Le régime de retraite anticipée pour les « longues carrières » est un système qui évolue à contre-courant du système de retraite français .

En effet, depuis plusieurs années, la situation économique et l’évolution démographique conduisent à une « régression » des conditions de retraite dont bénéficient les assurés sociaux :

  • augmentation du âge de la retraite,
  • augmentation du nombre de trimestres d’assurance nécessaires,
  • augmentation des cotisations de vieillesse,
  • gel du montant des pensions…

Qu’il s’agisse de l’État (pension de base) ou des partenaires sociaux (pension complémentaire ARRCO/AGIRC), ils réitèrent tous la nécessité de « réduire les dépenses pour maintenir la viabilité des systèmes de retraite ».

Mais paradoxalement, alors que les mesures « d’austérité » se multiplient, le système de départ anticipé pour les « longues carrières » (qui représente un coût important pour les régimes car il permet de bénéficier avant l’âge légal du versement de sa pension de retraite) est maintenu. Mieux, plusieurs réformes successives ont permis, sinon de l’améliorer, au moins d’élargir le champ des bénéficiaires.

Départ anticipé pour sa « longue carrière » : qui peut en bénéficier ? Dans quelles conditions ?

L’objectif de la retraite anticipée carrières »vise à permettre aux assurés ayant travaillé toute leur vie, et ce dès leur plus jeune âge, de reporter leur date de retraite avant l’âge légal (désormais fixé à 60-62 ans selon la génération).

Pour en bénéficier, un certain nombre de conditions doivent être remplies :

  • Vous avez commencé votre activité professionnelle avant un certain âge

Depuis le 1er novembre 2012 (décret n° 2012-847 du 2 juillet 2012), l’âge de début d’activité requis pour pouvoir bénéficier d’un départ anticipé pour des « longues carrières » est fixé à 20 ans maximum. Ainsi, le salarié doit justifier, à cet âge, au moins 5 trimestres validés1 auprès de l’assurance vieillesse (4 trimestres s’il est né au cours du dernier trimestre).

1 S’il est effectivement nécessaire de justifier un « début d’activité », les 5 trimestres requis avant l’âge de 16 ou 20 ans peuvent être obtenus pour des périodes de maladie, AT/MP ou pour des périodes de chômage compensé…

Il pourra également bénéficier d’un départ anticipé s’il remplit cette condition de début d’activité avant l’âge de 16 ans.

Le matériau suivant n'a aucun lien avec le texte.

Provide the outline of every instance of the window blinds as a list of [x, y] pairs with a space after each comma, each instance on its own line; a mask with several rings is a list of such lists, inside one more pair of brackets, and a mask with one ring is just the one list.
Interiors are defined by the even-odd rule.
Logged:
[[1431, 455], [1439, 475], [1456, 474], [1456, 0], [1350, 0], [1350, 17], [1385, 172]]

Bien entendu, un salarié qui a commencé son activité avant l’âge de 16 ans pourra prendre sa retraite plus tôt que celui qui a commencé son activité avant l’âge de 20 ans (voir tableau ci-dessous).

  • Ont rassemblé un certain nombre de trimestres contribués à son activité professionnelle au cours de sa carrière

En plus de justifier un certain nombre de trimestres postés au début de son activité, l’assuré doit cumuler un certain nombre de trimestres dits « contributifs » au cours de sa carrière, un nombre qui dépend de sa génération et de son âge au moment de son départ.

Cette période d’assurance « contributive » doit au moins correspondre au nombre de trimestres nécessaires pour bénéficier d’une pension de retraite à taux plein (voir tableau ci-dessous).

Afin de faciliter l’accès à ce régime de « longue carrière », le législateur a élargi la notion de quartier « contributif ».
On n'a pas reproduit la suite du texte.